Imagine you are a member of the gamebird shooting industry in the UK, you’d just heard about the RSPB’s plans calling for gamebird shooting reform, and then you’d read the following damning editorial, in The Times no less, you’d surely realise the writing’s on the wall:
And if you were a member of the gamebird shooting industry that had just read this opinion piece from a paper ostensibly seen as being on your side, how would you feel if you then read the reactions of the organisations who are supposed to represent your ‘sport’ but are effectively sticking fingers in ears, denying there’s any need for reform and are instead dancing in a circle singing ‘Tra la la, I can’t hear you‘, e.g. BASC (here), Moorland Association (here), Scottish Land & Estates (here)?
These knee-jerk reactions have been slammed in another editorial, this time in today’s edition of The Guardian (read it here).

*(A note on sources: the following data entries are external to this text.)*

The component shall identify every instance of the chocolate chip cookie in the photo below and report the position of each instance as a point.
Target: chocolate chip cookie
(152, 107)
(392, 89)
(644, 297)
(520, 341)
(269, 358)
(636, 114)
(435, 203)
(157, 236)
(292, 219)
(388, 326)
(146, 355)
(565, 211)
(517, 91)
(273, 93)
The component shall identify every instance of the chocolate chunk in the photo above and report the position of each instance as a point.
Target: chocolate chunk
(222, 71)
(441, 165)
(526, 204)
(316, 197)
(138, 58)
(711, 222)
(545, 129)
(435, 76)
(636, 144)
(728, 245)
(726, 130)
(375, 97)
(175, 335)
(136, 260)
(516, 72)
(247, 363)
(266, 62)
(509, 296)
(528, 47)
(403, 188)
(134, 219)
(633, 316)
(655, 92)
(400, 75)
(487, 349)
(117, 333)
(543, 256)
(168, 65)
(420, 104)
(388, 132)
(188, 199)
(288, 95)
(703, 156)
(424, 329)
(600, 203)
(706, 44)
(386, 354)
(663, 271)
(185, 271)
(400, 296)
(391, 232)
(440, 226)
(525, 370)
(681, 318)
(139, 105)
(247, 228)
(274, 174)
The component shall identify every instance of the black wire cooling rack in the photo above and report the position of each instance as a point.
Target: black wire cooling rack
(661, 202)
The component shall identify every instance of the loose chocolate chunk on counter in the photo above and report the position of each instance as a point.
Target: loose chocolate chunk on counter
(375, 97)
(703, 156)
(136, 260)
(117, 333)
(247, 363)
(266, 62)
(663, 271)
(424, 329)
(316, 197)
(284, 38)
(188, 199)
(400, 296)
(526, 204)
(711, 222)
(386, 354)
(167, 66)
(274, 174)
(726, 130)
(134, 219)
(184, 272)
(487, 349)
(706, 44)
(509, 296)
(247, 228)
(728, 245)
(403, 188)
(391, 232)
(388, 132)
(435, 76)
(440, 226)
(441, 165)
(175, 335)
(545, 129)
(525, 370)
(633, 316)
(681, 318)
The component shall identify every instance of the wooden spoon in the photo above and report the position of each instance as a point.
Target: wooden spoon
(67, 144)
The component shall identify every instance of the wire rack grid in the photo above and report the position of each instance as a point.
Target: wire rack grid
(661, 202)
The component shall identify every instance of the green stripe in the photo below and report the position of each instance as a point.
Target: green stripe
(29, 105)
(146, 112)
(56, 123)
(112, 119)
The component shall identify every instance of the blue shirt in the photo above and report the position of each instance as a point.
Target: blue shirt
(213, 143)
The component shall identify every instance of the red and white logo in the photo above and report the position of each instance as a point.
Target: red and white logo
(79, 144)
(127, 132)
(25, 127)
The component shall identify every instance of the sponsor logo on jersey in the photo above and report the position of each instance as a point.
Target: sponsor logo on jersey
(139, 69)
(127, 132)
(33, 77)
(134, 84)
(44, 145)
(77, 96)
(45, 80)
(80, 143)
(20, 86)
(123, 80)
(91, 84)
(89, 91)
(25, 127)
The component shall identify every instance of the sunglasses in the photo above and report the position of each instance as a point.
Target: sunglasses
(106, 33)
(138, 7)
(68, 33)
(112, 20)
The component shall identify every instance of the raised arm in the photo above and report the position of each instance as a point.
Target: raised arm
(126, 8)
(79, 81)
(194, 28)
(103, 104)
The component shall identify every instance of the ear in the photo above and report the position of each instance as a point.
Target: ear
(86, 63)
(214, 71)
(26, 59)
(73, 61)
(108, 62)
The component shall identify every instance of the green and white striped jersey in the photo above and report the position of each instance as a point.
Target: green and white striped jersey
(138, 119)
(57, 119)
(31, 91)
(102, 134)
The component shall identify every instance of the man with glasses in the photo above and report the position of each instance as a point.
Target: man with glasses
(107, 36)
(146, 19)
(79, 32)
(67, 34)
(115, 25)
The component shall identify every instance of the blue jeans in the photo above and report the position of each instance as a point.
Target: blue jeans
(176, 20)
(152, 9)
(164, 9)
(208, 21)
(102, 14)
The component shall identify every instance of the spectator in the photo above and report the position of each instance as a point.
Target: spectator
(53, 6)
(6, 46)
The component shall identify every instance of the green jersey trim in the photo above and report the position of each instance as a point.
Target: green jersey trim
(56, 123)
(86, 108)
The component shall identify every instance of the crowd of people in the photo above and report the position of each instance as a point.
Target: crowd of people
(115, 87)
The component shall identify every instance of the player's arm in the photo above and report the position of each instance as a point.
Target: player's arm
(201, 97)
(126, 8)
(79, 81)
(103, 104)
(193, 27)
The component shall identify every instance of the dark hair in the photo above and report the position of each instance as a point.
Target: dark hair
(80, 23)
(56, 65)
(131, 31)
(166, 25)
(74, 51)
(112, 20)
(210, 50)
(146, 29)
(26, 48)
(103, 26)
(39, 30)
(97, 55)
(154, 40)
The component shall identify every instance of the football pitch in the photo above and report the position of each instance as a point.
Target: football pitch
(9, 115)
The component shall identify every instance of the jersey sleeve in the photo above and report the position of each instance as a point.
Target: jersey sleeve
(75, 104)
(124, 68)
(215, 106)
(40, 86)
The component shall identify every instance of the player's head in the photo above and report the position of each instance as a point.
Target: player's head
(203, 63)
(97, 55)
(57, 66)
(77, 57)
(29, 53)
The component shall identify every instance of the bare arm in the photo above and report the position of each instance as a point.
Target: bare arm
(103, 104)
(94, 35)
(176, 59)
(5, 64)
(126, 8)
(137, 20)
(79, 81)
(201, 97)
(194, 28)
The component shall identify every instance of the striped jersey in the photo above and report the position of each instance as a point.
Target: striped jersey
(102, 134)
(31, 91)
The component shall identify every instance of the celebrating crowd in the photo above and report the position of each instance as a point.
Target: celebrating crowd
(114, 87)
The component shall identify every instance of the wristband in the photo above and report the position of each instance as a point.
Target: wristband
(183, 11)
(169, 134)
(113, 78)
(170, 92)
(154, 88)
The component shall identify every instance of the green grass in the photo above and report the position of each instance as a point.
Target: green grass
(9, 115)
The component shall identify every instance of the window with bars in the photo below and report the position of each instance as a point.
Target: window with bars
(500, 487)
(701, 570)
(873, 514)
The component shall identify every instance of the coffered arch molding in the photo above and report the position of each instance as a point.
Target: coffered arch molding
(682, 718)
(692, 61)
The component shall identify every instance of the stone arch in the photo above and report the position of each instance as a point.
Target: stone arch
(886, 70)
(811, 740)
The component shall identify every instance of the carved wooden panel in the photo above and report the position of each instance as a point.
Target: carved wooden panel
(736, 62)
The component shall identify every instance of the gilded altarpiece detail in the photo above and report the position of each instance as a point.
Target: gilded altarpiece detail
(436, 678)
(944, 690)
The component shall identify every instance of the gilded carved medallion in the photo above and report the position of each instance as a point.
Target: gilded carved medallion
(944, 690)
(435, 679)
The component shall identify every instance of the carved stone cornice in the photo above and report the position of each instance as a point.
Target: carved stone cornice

The final two paragraphs are compelling:
‘There is no good reason for the oppositional stance that has become a reflex of many countryside organisations. It is the enormous dangers facing the natural world that should concern them, not a confected threat to their way of life. Self-regulation has failed to stop birds of prey including hen harriers from being poisoned by gamekeepers. Nor has it led to advances in land management, despite greatly increased public awareness of the risks of flooding, and the burning of peatlands (carried out in order that grouse can feed on new growth). Even the editor of Shooting Times was moved, in 2018, to decry the “greed that has crept into shooting”.
Ministers cannot continue to look away as landowners dismiss concerns rooted in public opinion and evidence. Conservation efforts must be recognised, and destruction punished. Impartial research into the shooting industry should be ordered. It is reprehensible, given the huge climate and biodiversity challenges facing us, that those who claim to have rural interests at heart appear determined to block progress‘.
It’s not just the broadsheets covering this subject. Have a look at this:
It’s an article that features in a publication called First News, a weekly UK tabloid aimed at 7-14 year olds and with an estimated circulation of 2.2 million. Thanks to the blog reader who sent us this (who also happens to be a teacher who says he’ll be highlighting the issue with his class).
The writing is definitely on the wall. It’s now just a question of when, not if.